Answers from Our Experts (1)

Before you dine at Colt & Alison, there are some things you should know about the steakhouse inside The Lodge at Sea Island, a Forbes Travel Guide Five-Star hotel:
1. Try the dishes with tableside preparations. Of course, the prime USDA beef is the star on the menu at the Sea Island restaurant. But take your dining experience up a notch by ordering one of the dishes that comes with a tableside preparation. Watch your server wheel out a cart and create your Caesar salad from scratch. For more dazzle, order the filet mignon au poivre for the entrée and the bananas foster dessert; both dishes are doused with liquor and then ignited before your eyes.
2. Only hotel guests can dine here. Colt & Alison is only open to those staying at The Lodge; its sister property, The Cloister; or Sea Island club members. If you are staying the night at one of the hotels, be sure to book your table ahead of time; reservations are required.
3. Follow the dress code. At this steakhouse, men are expected to wear coats, collared shirts and nice pants — so leave the jeans in your room. Ladies also should ditch the denim for slacks, skirts or dresses. During our visit, we saw women wearing more formal maxi dresses, patterned cocktail dresses and dressy tops with black pants. At breakfast, the dress code is more lax, with resort-casual wear being the norm.
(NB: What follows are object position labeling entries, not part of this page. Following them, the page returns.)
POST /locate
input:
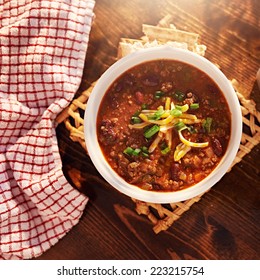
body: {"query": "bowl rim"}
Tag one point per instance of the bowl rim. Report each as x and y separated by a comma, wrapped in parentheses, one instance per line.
(118, 68)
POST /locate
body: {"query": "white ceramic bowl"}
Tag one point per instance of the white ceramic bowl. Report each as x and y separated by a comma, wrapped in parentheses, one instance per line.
(111, 75)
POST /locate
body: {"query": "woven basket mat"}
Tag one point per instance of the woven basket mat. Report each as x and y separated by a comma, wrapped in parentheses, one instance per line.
(163, 216)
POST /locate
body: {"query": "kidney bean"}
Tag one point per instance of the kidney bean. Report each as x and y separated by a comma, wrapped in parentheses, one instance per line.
(175, 169)
(151, 80)
(139, 97)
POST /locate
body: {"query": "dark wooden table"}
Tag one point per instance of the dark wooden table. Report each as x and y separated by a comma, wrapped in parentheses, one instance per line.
(224, 224)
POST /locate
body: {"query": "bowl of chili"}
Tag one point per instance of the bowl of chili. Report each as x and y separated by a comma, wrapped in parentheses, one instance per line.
(163, 125)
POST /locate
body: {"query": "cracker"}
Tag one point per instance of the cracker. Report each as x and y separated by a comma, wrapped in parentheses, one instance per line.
(164, 35)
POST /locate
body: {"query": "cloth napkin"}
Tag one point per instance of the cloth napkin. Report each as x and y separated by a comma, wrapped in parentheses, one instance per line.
(42, 53)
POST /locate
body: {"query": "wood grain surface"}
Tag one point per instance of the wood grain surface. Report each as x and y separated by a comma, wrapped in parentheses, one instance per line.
(224, 224)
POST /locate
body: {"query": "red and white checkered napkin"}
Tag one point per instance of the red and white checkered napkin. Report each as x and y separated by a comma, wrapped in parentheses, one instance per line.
(42, 51)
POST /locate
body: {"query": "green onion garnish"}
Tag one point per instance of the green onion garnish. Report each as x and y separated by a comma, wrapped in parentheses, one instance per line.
(145, 151)
(178, 95)
(157, 115)
(179, 125)
(151, 131)
(194, 106)
(132, 152)
(206, 124)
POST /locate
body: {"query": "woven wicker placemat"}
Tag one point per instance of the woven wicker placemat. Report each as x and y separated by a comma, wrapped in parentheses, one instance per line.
(163, 216)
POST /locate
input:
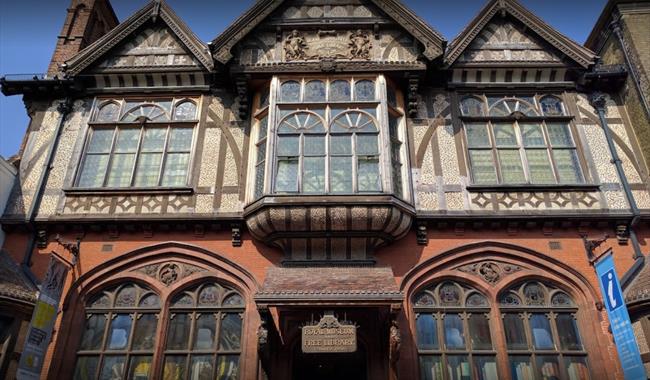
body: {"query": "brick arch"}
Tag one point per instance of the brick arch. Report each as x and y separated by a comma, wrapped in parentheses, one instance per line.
(205, 265)
(533, 265)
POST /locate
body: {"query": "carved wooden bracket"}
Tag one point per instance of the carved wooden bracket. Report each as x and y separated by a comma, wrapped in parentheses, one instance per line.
(421, 234)
(242, 94)
(414, 84)
(236, 235)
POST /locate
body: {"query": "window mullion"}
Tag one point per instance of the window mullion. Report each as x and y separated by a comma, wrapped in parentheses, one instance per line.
(137, 156)
(116, 130)
(163, 158)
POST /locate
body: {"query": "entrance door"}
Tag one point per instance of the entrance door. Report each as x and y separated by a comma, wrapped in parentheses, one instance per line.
(350, 366)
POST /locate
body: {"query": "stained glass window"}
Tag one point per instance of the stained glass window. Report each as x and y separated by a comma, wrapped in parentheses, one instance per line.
(323, 147)
(204, 334)
(508, 147)
(119, 336)
(135, 154)
(453, 333)
(539, 320)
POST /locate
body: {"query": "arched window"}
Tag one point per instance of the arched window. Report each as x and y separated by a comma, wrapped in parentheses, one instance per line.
(541, 332)
(453, 333)
(119, 335)
(204, 334)
(521, 141)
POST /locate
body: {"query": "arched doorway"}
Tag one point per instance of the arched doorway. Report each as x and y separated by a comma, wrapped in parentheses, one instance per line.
(348, 366)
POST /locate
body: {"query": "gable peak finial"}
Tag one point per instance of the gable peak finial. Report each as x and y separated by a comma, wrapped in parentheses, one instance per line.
(155, 11)
(501, 6)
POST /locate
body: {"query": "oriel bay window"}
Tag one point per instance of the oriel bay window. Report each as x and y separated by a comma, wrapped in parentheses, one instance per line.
(119, 337)
(520, 140)
(453, 333)
(139, 144)
(329, 136)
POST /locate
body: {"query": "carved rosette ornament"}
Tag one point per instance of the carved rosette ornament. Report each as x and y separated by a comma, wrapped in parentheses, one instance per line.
(490, 271)
(295, 46)
(360, 45)
(169, 273)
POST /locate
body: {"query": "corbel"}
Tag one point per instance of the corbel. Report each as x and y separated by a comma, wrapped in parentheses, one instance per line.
(41, 239)
(241, 83)
(236, 235)
(622, 234)
(421, 234)
(413, 86)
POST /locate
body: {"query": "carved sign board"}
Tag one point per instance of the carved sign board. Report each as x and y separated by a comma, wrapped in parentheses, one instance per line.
(329, 336)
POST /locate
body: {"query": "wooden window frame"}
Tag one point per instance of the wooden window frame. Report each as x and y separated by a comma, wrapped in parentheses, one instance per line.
(118, 125)
(515, 119)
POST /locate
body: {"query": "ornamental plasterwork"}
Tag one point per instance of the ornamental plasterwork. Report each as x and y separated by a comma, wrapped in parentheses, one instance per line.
(490, 271)
(327, 44)
(154, 46)
(502, 40)
(170, 272)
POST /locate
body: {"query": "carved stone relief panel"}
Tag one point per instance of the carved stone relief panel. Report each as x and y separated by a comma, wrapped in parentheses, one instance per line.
(169, 272)
(504, 40)
(152, 47)
(490, 271)
(323, 44)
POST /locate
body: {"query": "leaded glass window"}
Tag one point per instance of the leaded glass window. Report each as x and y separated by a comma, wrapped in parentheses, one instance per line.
(542, 335)
(453, 334)
(139, 144)
(518, 141)
(119, 335)
(204, 334)
(327, 137)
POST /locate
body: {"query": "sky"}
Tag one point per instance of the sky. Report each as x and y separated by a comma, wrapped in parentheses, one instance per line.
(28, 31)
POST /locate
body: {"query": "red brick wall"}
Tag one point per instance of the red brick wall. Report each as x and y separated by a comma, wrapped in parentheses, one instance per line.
(85, 22)
(405, 257)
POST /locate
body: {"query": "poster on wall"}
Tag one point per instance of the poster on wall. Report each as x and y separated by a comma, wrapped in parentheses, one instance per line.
(619, 319)
(40, 328)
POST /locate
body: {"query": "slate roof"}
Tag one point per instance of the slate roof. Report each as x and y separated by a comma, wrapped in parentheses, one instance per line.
(337, 282)
(579, 54)
(13, 283)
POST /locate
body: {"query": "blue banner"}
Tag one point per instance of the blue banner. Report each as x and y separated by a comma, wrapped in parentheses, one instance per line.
(619, 319)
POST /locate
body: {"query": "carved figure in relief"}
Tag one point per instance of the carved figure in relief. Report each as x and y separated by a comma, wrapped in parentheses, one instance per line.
(360, 45)
(294, 46)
4. Order some lemonade. You can get your dinner paired with wine, but we’d opt for a refreshing spiked lemonade instead. The signature Front Porch Lemonade is made with Woodford bourbon — a blend made specially for Sea Island — egg white, fresh lemon, simple syrup and a lemon slice garnish. The Back Porch Lemonade subs in Ketel One Vodka for the bourbon.
5. Go outside for an aperitif and music. Before dinner at Colt & Alison, have that liquored-up lemonade or a glass of wine at The Lodge’s beautiful old-fashioned back porch. Time it right so that you can sit in one of the Adirondack chairs at sundown and hear the nightly bagpiper play on the golf course fronting the porch.